Cette 1° lecture, elle fait vraiment partie des textes qui nous font rêver. Vous vous rendez compte une journée de prédication et Aussitôt, les gens de Ninive crurent en Dieu. Et ce n’est pas tout, même le roi se convertit et, une fois converti, il se met à soutenir l’effort de son peuple qui décide de devenir vertueux. Oui, vraiment, ça fait rêver ! 

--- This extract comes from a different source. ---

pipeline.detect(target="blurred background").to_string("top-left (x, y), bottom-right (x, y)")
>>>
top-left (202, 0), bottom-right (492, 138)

Et pourtant, on sait bien que Jonas n’était pas allé à Ninive avec un grand enthousiasme et qu’il y était arrivé après bien des péripéties. En effet, redoutant cette mission, il était parti carrément à l’opposé du lieu où le Seigneur l’avait envoyé ce qui lui valut d’être jeté par-dessus bord du navire qu’il avait pris pour fuir. Les marins ont agi ainsi quand ils ont été persuadés que la désobéissance de Jonas était à l’origine de cette tempête qui risquait de les engloutir. Avalé par une baleine, Jonas fera une retraite de 3 jours pour avoir le temps de se réajuster au projet de Dieu. Manifestement, la retraite n’a pas été assez longue puisqu’il a accompli la mission, mais en bâclant le travail. Il fallait 3 jours juste pour traverser la ville, lui en une seule journée, il y arrive et en plus, il le fait en prêchant. Travail bâclé ! Mais, ce qui est étonnant, c’est que ça a marché et tellement bien marché que ça deviendra la campagne d’évangélisation la plus féconde de toute l’histoire, campagne réalisée avec presque pas de moyens et surtout avec un missionnaire médiocre !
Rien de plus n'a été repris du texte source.